Por Ernesto Campos
“Os homens foram criados para se ajudarem mutuamente.”
Séneca, escritor séc. I
Na mensagem para o Dia Mundial da Paz, o Papa Francisco usou a palavra gramática por analogia, querendo dizer “livro em que se expõem as regras de uma arte ou ciência” etc. (Grande Dicionário da Língua Portuguesa, coord. José Pedro Machado, Círculo de Leitores, 1991), regras que a gramática do cuidado define claramente: “a promoção da dignidade humana, a solidariedade, o bem comum, a salvaguarda da criação”. O livro que explicita estas regras é a Doutrina Social da igreja e, mais primariamente, poderíamos, mesmo, dizer que se traduzem em dar de comer a quem tem fome, dar pousada aos peregrinos, ensinar os ignorantes, perdoar as injúrias… O catecismo chama-lhes obras de misericórdia, sendo certo, porém, que para serem verdadeiramente misericordiosas, deverá animá-las o espírito cristão, isto é, um suplemento de alma que vai além do cumprimento do dever. Com efeito, dar de comer a quem tem fome ou acolher os migrantes são deveres e, antes de mais, direitos inerentes à dignidade da pessoa humana. Compete, pois, ao chamado estado social assegurá-los redistribuindo os bens materiais e espirituais cujo destino é universal, porque somos todos irmãos.
O Estado vai dando, agora, alguma atenção ao chamado cuidador informal, com um estatuto que lhe outorga alguns benefícios. É um dever de justiça, sem dúvida. Curiosamente, parece ter tido escassa adesão. De facto, quem assume a tarefa de cuidar de outrem – o marido ou a mulher que cuida do cônjuge ferido de doença degenerativa, a mãe que cuida do filho deficiente ou doente – tem em vista apenas reconstruir o bem-estar do outro até ao limite do possível. E, com isto, alegrar-se, em consonância com o que o Papa propõe e que é bem mais do que justiça social. É a cultura do cuidado, “uma sociedade alicerçada em relações de fraternidade para erradicar a cultura da indiferença que hoje, muitas vezes, parece prevalecer.”.

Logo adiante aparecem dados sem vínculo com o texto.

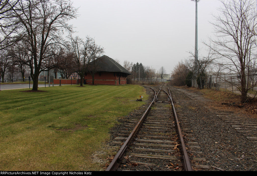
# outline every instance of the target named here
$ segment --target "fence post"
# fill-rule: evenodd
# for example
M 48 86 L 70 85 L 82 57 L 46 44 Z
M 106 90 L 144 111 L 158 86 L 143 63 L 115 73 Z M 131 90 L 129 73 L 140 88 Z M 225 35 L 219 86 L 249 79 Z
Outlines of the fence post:
M 226 75 L 224 75 L 224 78 L 225 79 L 225 91 L 226 92 L 227 90 L 226 89 Z

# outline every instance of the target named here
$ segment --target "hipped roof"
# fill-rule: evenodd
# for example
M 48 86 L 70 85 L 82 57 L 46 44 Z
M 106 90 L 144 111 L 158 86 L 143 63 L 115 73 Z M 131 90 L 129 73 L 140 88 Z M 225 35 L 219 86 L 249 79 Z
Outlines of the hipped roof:
M 98 59 L 100 59 L 99 64 L 99 71 L 114 71 L 121 72 L 128 75 L 131 73 L 117 62 L 107 56 L 104 55 Z

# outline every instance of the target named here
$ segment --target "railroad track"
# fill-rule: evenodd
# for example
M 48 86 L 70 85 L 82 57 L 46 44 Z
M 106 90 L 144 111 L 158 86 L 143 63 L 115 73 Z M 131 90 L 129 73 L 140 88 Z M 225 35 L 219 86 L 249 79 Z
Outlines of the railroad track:
M 123 145 L 106 171 L 192 170 L 169 91 L 153 89 L 152 101 L 140 120 L 132 120 L 130 129 L 114 139 Z

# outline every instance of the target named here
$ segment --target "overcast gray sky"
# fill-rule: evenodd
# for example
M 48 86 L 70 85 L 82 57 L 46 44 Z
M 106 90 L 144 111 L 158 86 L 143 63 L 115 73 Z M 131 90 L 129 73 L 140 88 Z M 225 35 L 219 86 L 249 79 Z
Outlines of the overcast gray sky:
M 220 2 L 198 3 L 198 47 L 212 35 L 212 13 Z M 80 16 L 69 23 L 76 27 L 74 34 L 94 37 L 105 49 L 105 54 L 133 64 L 138 62 L 157 69 L 163 66 L 170 73 L 179 61 L 194 51 L 195 3 L 191 0 L 86 1 L 75 0 Z

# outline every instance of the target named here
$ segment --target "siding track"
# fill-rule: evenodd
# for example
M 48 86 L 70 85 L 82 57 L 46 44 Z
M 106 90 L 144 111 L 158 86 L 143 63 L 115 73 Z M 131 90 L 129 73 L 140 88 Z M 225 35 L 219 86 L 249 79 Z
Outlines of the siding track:
M 115 138 L 124 144 L 106 171 L 192 170 L 170 93 L 167 87 L 153 90 L 158 93 L 140 120 L 126 126 L 134 127 L 132 132 L 122 130 Z

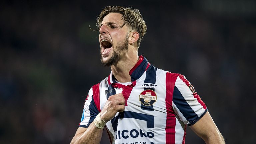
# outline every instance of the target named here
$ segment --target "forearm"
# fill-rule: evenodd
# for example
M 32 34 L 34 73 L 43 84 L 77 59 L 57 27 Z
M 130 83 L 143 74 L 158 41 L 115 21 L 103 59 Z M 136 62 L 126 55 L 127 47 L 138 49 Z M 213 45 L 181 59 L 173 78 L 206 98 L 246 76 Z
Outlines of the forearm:
M 225 141 L 221 134 L 220 132 L 213 134 L 209 137 L 203 138 L 206 144 L 225 144 Z
M 98 128 L 93 122 L 83 132 L 76 134 L 73 138 L 71 144 L 99 144 L 102 136 L 103 129 Z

Esta cultura do cuidado radica num contexto que suscita, mesmo, questões como: há uma ética do cuidado?, cuidar de alguém é uma virtude?. Um autor como José Manuel Beato (Faculdade de Letras da Universidade de Coimbra) responde deste modo: “se por “cuidado” entendermos a faculdade de “preocupar-se com” (…), associada à capacidade de “encarregar-se de” (…), conducentes a atividades de exercício do “cuidar de” (…) , estamos seguramente ante uma disposição afetiva e volitiva articulada com uma sabedoria prática que visa uma capacidade de ação eticamente relevante, em tudo semelhante a uma “virtude”.”. Não se trata aqui, portanto, de cuidado de si, de cuidado consigo mesmo mas de dedicação altruísta, como se entende na linguagem de hoje.
Cuidar de alguém é, antes de mais, um dever de justiça na relação eu-tu, pessoa a pessoa e é uma exigência a fazer ao Estado social. No pensamento do Papa Francisco, a cultura do cuidado vai, todavia, mais longe, tem um objetivo pragmático: criar hábitos pessoais e coletivos que correspondam a regras permanentes de comportamento, como prática básica necessária para a sobrevivência dos entes queridos, estendendo-a a estranhos e ao mundo. Expressões, afinal, da virtuosa gramática do cuidado: dignidade, solidariedade, solicitude, bem comum, salvaguarda da criação.